The law is clear: the pendency of litigation is insufficient to stop an execution. Barefoot v. Estelle… The legal mechanism for a federal court to stop an execution is a court-ordered stay. On January 29, 2014, the State of Missouri directly asked the United States Supreme Court if the execution of Mr. Smulls should be stopped. The Court said no three times that day prior to the execution, lifting all stays.

Attorneys for the state were in contact with both the Eighth Circuit Court of Appeals and the United States Supreme Court throughout the evening of the execution. Both courts were aware that the execution would proceed once all stays had been lifted. No stay of execution was in effect at the time of the execution.

The US Supreme Court had issued a stay of execution for Smulls late Tuesday night after his lawyers argued that state officials should disclose the compounding pharmacy that would provide the drug used for the lethal injection. An increasing number of pharmaceutical companies are refusing to allow their products to be used in executions, leading to states using compounding pharmacies that mix drugs to be used to kill condemned inmates.

Smulls’ defense team asserted that it needed more information about the source of the pentobarbital used to execute condemned inmates, arguing it might cause them severe pain, a violation of the Constitution’s Eighth Amendment prohibition of “cruel and unusual punishment.”

Officials from the Missouri Department of Corrections have refused to disclose the identity of the compounding pharmacy, which is believed to be located in Oklahoma, saying its policy was to protect participants in executions from possible retribution.

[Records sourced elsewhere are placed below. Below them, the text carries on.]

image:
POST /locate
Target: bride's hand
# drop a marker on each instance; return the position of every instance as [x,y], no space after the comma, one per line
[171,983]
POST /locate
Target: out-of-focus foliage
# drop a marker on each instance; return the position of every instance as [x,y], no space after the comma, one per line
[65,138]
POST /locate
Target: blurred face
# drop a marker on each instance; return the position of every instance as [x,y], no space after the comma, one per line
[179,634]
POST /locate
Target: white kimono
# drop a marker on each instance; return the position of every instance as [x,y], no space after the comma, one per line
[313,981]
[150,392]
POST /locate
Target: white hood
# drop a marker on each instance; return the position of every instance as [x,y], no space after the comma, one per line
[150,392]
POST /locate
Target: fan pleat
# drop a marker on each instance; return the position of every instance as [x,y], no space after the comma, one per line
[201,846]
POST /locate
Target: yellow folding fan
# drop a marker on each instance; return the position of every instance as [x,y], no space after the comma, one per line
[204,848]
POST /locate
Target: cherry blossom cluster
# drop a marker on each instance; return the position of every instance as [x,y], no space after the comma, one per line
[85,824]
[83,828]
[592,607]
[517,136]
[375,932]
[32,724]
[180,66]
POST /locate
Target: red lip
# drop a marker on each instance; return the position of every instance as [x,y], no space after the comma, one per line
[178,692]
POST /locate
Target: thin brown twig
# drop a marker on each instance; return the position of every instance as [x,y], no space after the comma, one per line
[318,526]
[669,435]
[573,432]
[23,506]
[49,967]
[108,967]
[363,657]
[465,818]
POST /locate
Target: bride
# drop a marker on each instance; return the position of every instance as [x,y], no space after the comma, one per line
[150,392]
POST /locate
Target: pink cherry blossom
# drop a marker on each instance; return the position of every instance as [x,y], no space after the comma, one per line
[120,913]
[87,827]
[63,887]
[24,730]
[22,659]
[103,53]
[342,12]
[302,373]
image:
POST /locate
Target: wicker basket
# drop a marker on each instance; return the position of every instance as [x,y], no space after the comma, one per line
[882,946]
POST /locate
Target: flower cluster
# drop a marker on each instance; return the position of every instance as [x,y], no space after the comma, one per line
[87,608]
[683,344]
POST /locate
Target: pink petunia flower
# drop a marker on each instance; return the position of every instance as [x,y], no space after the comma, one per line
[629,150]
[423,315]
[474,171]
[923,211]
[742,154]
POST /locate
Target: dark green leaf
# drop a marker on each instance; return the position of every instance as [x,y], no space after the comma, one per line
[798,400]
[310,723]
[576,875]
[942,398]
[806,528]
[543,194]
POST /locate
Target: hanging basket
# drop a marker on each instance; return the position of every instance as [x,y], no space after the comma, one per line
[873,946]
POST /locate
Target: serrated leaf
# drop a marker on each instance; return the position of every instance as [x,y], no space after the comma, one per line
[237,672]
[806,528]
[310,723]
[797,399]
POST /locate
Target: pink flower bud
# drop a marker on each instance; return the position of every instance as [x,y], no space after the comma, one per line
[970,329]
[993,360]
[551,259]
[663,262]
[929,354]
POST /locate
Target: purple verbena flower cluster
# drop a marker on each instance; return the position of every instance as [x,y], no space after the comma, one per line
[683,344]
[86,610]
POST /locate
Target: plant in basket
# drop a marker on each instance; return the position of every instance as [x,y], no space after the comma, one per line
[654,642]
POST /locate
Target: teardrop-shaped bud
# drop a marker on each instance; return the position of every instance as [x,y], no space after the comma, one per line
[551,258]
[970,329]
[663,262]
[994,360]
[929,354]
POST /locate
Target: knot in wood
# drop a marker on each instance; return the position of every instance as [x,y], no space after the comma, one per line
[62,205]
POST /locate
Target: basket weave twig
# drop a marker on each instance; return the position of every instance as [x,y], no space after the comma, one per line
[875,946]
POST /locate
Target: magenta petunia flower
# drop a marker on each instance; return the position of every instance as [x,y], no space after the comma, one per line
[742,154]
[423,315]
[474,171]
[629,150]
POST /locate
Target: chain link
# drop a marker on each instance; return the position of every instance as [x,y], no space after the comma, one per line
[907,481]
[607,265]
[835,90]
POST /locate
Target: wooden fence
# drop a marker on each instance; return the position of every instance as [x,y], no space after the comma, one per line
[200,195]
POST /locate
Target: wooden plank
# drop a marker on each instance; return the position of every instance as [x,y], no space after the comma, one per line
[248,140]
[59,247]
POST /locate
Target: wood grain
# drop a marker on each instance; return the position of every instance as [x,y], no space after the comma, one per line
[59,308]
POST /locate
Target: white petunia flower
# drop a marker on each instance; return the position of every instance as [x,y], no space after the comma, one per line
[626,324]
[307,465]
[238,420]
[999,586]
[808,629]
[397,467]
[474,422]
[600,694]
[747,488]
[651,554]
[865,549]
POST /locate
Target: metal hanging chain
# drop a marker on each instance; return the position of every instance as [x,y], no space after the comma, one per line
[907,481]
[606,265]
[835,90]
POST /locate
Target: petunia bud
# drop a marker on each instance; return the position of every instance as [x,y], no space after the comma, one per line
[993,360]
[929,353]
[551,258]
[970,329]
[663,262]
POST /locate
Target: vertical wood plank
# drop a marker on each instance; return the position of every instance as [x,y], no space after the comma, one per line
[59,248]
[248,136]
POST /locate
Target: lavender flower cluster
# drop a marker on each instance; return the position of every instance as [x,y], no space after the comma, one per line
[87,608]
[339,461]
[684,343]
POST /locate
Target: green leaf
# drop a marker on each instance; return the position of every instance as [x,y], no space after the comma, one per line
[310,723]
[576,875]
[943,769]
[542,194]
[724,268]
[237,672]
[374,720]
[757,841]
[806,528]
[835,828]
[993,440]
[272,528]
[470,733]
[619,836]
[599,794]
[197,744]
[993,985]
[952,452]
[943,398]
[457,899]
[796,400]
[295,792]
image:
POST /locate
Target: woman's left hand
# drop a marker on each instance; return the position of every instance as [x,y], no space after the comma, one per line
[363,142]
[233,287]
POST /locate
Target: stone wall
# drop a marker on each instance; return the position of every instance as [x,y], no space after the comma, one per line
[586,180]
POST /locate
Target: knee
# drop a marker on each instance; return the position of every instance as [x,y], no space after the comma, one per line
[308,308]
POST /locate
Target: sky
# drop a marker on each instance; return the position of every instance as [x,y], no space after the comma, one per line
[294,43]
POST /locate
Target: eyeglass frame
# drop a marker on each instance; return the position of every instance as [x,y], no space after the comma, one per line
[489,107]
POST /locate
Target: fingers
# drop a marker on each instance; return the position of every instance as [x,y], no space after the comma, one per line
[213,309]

According to Smulls’ lawyers, his execution was the third in a row in which Missouri prisoners were put to death before all of their legal appeals were exhausted. Last month, Allen Nicklasson was killed before the Supreme Court rejected his final appeal, leading Judge Kermit E. Bye of the Eighth Circuit Court of Appeals to criticize Missouri’s entire capital punishment system:

Missouri’s past history of scheduling an executions before a death row inmate has exhausted his constitutional rights of review, using unwritten execution protocols, misrepresenting dosage levels for drugs used in lethal injection and providing unfettered discretion to a dyslexic physician to mix the drugs and oversee its executions, has earned from this federal judge more than just a healthy judicial skepticism.

Judge Bye, who wrote a powerful dissent in the Nicklasson case, also dissented as the Eighth Circuit Court rejected Smulls’ stay.

Cohen asserts that “if there were a breach here, it was as much one of ethics as it was one of law.” State ethics rules state that lawyers must “uphold legal process.” Michael Downey, an ethics expert at the St. Louis law firm Armstrong Teasdale told Cohen that prosecutors “have special obligations to make sure that justice is done.”

“Not to ensure that a criminal receives maximum punishment, but to make sure that justice is done,” Downey stressed.

But to Smulls’ victims, that’s exactly what happened last Wednesday at 10:11 pm, and far too late at that.

“Make no mistake, the long, winding and painful road leading up to this day has been a travesty of justice,” lamented Florence Honickman, who questioned why it took 22 years of appeals to kill her husband’s killer, after the execution.